Some online-entrepreneurs in Kenya are considering changing their business models, others are still in a dilemma on how to conduct their activities, while a few are passing any extra costs to consumers due to the new taxes that were effected at the start of 2021.
Despite businesses and individuals grappling with uncertainties brought about by the Covid-19 pandemic, new taxes were introduced such as the Digital Services Taxes (DST).
Small and Medium Enterprises (SMEs) are the backbone of the Kenyan economy employing over 30 percent of the working population, contributing 33 percent to GDP.
Worryingly, the new tax burden adds to the already existing dilemma faced by such companies, with many now considering closing down as the only option.
The National Treasury offices at Harambee Avenue, Nairobi
Most businesses continue to perform below capacity riddled with a high mortality rate of 75 percent within 3 years of inception underpinned on challenges such as access to finance, access to markets, access to information, lack of management skills, access to technology, and unsupportive policies among others.
SMEs have borne the full brunt of the spill-over effects of Covid-19 to business operations with many having taken drastic measures in order to survive, like laying off personnel, vacating premises, selling off personal and business assets.
As the economic effects of the lockdowns worldwide begin to solidify, businesses large and small are collapsing.

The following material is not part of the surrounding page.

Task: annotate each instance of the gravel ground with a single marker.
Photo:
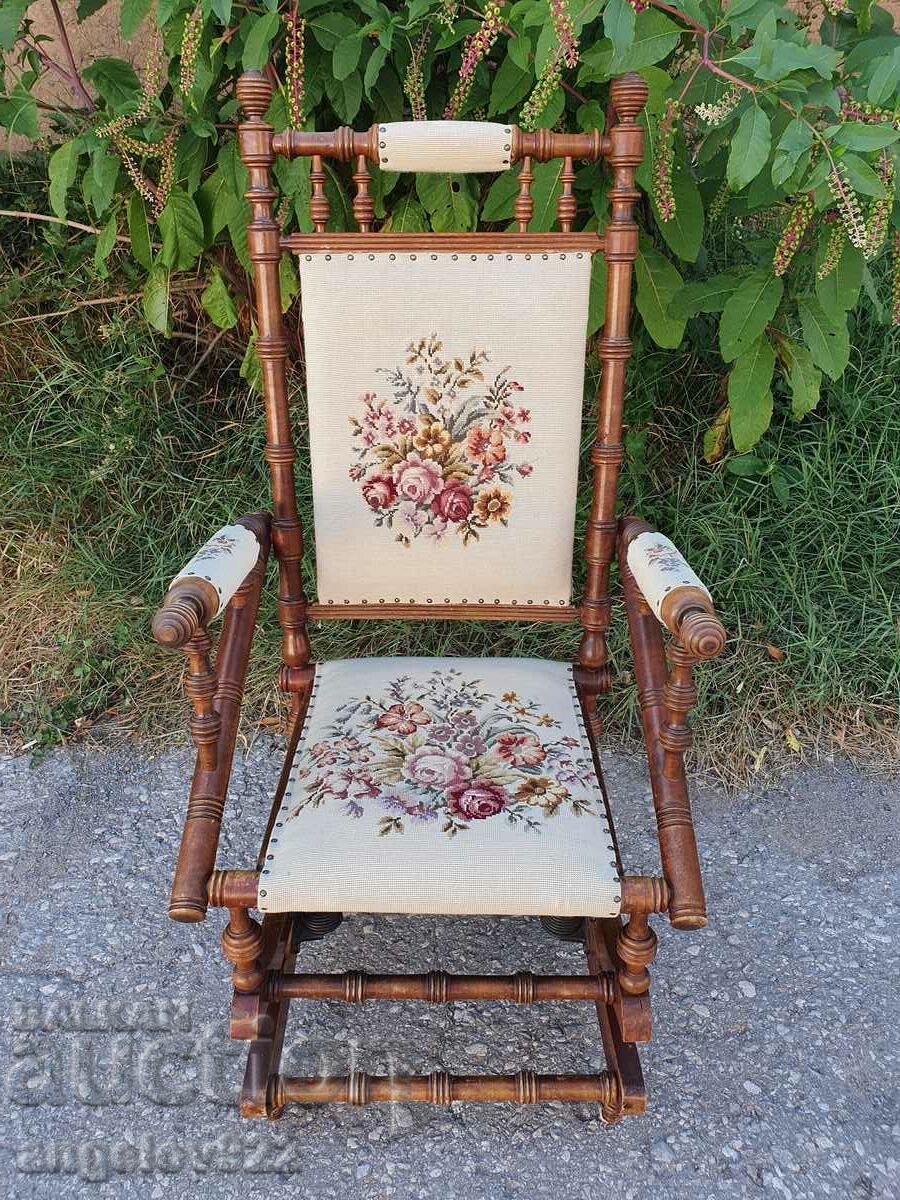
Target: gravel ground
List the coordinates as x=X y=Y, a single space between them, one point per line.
x=774 y=1071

While large businesses have debt and expenses that seal their fate, small ones lack resources to absorb even short-term losses.

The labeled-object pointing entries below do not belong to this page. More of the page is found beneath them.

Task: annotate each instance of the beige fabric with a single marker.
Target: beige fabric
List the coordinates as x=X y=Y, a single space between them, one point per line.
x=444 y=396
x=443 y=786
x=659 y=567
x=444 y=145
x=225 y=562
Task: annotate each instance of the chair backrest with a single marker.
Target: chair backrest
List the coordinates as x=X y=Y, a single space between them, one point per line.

SME owners have experienced dramatic falls in business activity and revenue due to restrictions arising from the pandemic, and are struggling to pay their employees and stay afloat.
The hair and nail salons of downtown Nairobi as well as those located across the various neighborhoods are part of the SMEs that are feeling the full impact of the various measures taken up by the government to curb the spread of the deadly virus.
Such social gatherings are not permitted under the current regulations so there is less reason to frequent these establishments.
Businesses in Nairobi that are also either slowing down or closing are also finding it difficult to access government support.
The recent fuel price hike has made the situation even worse as it has impacted on all sectors of the fledgling economy.
As for the DST, the national government introduced it in a bid to shore up its revenues amid growth in digital transactions.
The tax is payable on income accrued in the country from services offered through a digital marketplace.
Digital services providers are expected to pay 1.5 percent of the gross transaction value, according to the Kenya Revenue Authority.
“In the case of the provision of digital services, one pays 1.5 percent of the payment received as consideration for the services and in the case of a digital marketplace, one pays the tax on the commission or fee paid to the digital marketplace provider for the use of the platform,” notes the agency.
Both local and foreign online businesses would be expected to pay the tax.
On January 4, the Kenya Revenue Authority informed the public of changes in tax rates introduced through the Tax Laws (Amendment) No. 2 Act of 2020 which was published on December 24, 2020, with respect to employment income, Corporation Tax, and Legal Notice No. 206 of 2020 on Value Added Tax.
The new tax rates replace those introduced in April 2020.